Das lang wirkende Insulinanalogon Glargin, dessen Primärstruktur nur geringfügig
von der des humanen Insulins abweicht, hat nach s.c. Injektion bei den meisten
Patienten eine ca. 24-stündige Wirkdauer und ermöglicht bei Diabetikern mit
höhergradigem Insulinmangel mit einer Injektion pro Tag die Imitation einer
basalen Insulin-Sekretionsrate. Es kann bei Patienten mit Diabetes mellitus Typ
2 (DM 2) in Kombination mit oralen Antidiabetika (OAD) oder bei DM 1 sowie DM 2
kombiniert mit Mehrfach-Injektionen kurz wirkender Insuline oder Insulinanaloga
(Intensivierte Insulin-Therapie bzw. Basis-Bolus-Therapie) eingesetzt werden
(vgl. 11, 12). Eine aktuelle Metaanalyse zur Wirksamkeit und Sicherheit von
Insulinanaloga, die auch 49 randomisierte kontrollierte Studien (RCT) zu lang wirkenden
Insulinanaloga ausgewertet hat, ergab allerdings nur geringfügige klinische Vorteile
der kurz oder lang wirkenden Analoga gegenüber konventionellen Insulinen bei
Patienten mit Diabetes mellitus Typ 1, Typ 2 oder Schwangerschaftsdiabetes (12).
Alle
Insuline und Insulinanaloga wirken über den Insulin-Rezeptor. Sie stimulieren
aber auch den Insulin-like growth factor 1 (IGF-1)-Rezeptor, dessen Hauptligand
das in der Leber und anderen Organen unter dem Einfluss von Wachstumshormon
gebildete IGF-1 ist. IGF-1 kann das Wachstum verschiedener Tumore (Mamma,
Dickdarm, Pankreas, Prostata) stimulieren, ist aber selbst nicht mutagen, also
nicht Krebs-auslösend. Manche Insulinanaloga, so auch Glargin, stimulieren den
IGF-1-Rezeptor deutlich stärker als natürliches oder rekombinant
synthetisiertes humanes Insulin (Übersicht bei 3). Bei Patienten mit DM 2 ist
das Risiko, an Mamma- bzw. Dickdarm- bzw. Bauchspeicheldrüsen-Krebs zu
erkranken um ca. 20% bzw. 30% bzw. 50% erhöht. Bei DM 1 ist das Krebsrisiko um
ca. 20% erhöht, mit einer anderen Organverteilung (3). Das erhöhte Krebsrisiko
kann bei DM 2 mit Insulinresistenz und zeitweiser Hyperinsulinämie, aber auch
mit der Insulintherapie ursächlich zusammenhängen. Da manche Insulinanaloga den
IGF-1-Rezeptor stärker stimulieren als humanes Insulin, wurde nach Einführung
der Analoga die Möglichkeit eines erhöhten Risikos, an Malignomen zu erkranken,
intensiv diskutiert und in präklinischen Untersuchungen analysiert (1-3).
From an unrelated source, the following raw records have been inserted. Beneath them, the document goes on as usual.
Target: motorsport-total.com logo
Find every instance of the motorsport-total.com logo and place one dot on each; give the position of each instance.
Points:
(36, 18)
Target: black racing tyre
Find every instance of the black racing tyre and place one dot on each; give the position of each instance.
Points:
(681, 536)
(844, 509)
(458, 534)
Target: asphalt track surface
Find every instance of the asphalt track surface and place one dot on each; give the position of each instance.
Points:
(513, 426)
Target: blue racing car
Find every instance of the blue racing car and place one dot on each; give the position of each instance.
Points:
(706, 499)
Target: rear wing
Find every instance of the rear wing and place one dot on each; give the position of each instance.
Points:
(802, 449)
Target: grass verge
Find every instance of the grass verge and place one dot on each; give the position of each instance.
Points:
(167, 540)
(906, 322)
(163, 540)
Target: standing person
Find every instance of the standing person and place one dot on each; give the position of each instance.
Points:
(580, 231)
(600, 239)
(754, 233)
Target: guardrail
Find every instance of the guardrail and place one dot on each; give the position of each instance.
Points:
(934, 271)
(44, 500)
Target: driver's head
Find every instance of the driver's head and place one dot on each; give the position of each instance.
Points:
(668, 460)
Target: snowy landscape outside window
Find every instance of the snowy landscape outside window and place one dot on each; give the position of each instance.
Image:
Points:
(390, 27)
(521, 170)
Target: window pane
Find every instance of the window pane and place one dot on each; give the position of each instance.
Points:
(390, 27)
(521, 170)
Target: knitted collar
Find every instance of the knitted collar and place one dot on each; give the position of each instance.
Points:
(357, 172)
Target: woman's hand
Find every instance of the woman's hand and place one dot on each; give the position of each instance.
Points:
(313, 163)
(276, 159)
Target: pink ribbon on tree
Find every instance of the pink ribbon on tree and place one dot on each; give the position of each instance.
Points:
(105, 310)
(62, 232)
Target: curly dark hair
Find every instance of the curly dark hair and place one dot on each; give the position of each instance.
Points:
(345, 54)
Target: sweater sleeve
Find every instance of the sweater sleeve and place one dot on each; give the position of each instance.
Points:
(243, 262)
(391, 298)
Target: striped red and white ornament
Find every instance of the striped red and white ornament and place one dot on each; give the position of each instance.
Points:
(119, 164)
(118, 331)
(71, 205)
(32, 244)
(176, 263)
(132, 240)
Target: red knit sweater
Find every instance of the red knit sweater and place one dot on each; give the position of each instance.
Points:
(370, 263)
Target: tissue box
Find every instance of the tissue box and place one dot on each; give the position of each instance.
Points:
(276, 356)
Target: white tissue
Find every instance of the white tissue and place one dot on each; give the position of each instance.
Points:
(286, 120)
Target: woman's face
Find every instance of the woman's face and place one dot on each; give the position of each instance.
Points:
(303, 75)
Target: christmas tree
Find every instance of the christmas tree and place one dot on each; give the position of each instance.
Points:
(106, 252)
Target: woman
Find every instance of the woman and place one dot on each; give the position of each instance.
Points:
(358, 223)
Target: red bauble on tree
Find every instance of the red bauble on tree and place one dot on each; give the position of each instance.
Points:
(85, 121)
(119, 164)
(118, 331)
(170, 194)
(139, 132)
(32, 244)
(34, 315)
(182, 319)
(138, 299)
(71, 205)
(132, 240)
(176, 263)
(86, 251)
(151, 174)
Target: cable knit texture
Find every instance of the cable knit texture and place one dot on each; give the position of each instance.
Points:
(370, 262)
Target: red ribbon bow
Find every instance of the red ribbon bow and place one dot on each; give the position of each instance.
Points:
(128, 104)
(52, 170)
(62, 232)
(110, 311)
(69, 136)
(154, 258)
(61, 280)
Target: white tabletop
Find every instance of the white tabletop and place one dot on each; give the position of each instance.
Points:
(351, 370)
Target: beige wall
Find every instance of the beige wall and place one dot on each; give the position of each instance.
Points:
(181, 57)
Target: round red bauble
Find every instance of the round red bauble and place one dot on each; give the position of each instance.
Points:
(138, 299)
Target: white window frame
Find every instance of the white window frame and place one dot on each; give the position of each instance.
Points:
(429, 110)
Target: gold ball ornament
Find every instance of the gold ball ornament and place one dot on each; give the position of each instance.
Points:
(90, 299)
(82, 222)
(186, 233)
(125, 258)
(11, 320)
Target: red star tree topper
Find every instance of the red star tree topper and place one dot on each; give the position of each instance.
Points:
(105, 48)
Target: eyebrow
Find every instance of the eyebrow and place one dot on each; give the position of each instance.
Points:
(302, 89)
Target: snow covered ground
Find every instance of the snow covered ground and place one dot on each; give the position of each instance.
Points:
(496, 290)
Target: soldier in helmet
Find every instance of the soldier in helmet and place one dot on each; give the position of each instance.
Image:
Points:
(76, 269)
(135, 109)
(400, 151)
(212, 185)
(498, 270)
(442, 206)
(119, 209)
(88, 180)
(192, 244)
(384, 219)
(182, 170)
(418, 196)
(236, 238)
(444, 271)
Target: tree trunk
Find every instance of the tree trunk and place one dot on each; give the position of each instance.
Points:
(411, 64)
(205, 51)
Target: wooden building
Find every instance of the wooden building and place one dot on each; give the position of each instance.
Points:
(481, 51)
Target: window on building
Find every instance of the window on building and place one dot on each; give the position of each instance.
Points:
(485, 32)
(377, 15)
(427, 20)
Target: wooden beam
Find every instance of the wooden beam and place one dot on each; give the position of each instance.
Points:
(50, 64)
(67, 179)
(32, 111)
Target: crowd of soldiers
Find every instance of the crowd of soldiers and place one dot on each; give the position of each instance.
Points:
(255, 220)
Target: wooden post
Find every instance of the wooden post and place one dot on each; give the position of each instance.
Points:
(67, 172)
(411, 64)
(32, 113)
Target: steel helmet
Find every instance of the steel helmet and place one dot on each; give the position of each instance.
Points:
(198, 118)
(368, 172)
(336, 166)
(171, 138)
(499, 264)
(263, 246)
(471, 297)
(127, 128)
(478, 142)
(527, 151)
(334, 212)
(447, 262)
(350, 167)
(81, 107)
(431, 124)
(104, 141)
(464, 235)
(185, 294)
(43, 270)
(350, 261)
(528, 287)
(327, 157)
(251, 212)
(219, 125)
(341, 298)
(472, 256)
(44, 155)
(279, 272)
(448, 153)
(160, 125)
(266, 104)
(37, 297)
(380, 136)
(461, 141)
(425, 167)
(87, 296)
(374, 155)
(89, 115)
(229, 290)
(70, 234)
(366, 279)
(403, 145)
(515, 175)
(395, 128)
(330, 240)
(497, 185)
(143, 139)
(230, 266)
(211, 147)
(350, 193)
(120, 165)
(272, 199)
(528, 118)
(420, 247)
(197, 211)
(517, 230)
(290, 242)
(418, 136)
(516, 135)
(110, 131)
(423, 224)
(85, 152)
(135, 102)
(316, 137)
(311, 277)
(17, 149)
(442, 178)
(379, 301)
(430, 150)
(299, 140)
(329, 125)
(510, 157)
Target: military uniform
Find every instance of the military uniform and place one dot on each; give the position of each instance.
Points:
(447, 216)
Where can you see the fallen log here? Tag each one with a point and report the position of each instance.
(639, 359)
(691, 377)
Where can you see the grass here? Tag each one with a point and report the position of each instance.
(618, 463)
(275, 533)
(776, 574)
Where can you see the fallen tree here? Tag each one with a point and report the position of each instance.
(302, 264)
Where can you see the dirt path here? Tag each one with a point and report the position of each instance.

Mitarbeiter des deutschen Instituts für Qualität und
Wirtschaftlichkeit im Gesundheitswesen (IQWiG) führten nun, acht Jahre nach der
Zulassung von Glargin, zusammen mit drei Mitarbeitern des Wissenschaftlichen
Instituts der Ortskrankenkassen (WIdO) eine umfangreiche retrospektive
Kohortenstudie durch, die Hinweise darauf zu ergeben scheint, dass die
Anwendung von Glargin in Dosierungen bis zu ca. 50 IE/d dosisabhängig mit einer
etwas höheren Inzidenz von Malignomen assoziiert ist als die von Humaninsulin
im gleichen Dosisbereich (13). Diese der Zeitschrift Diabetologia (Organ der
European Association for the Study of Diabetes) zur Veröffentlichung
eingereichte Arbeit wurde zunächst nicht angenommen. Drei weitere
Arbeitsgruppen mit Zugriff auf umfangreiche diabetologische Datenbanken in
Schweden (14), Schottland (15) und Großbritannien (16) wurden aufgefordert, den
Verdacht auf eine Malignom-fördernde Wirkung von Glargin zu überprüfen. Kürzlich
erschienen die deutsche Studie (13) und die in Auftrag gegebenen Studien (14-16)
mit einem ausführlichen Editorial (3) in der Zeitschrift Diabetologia.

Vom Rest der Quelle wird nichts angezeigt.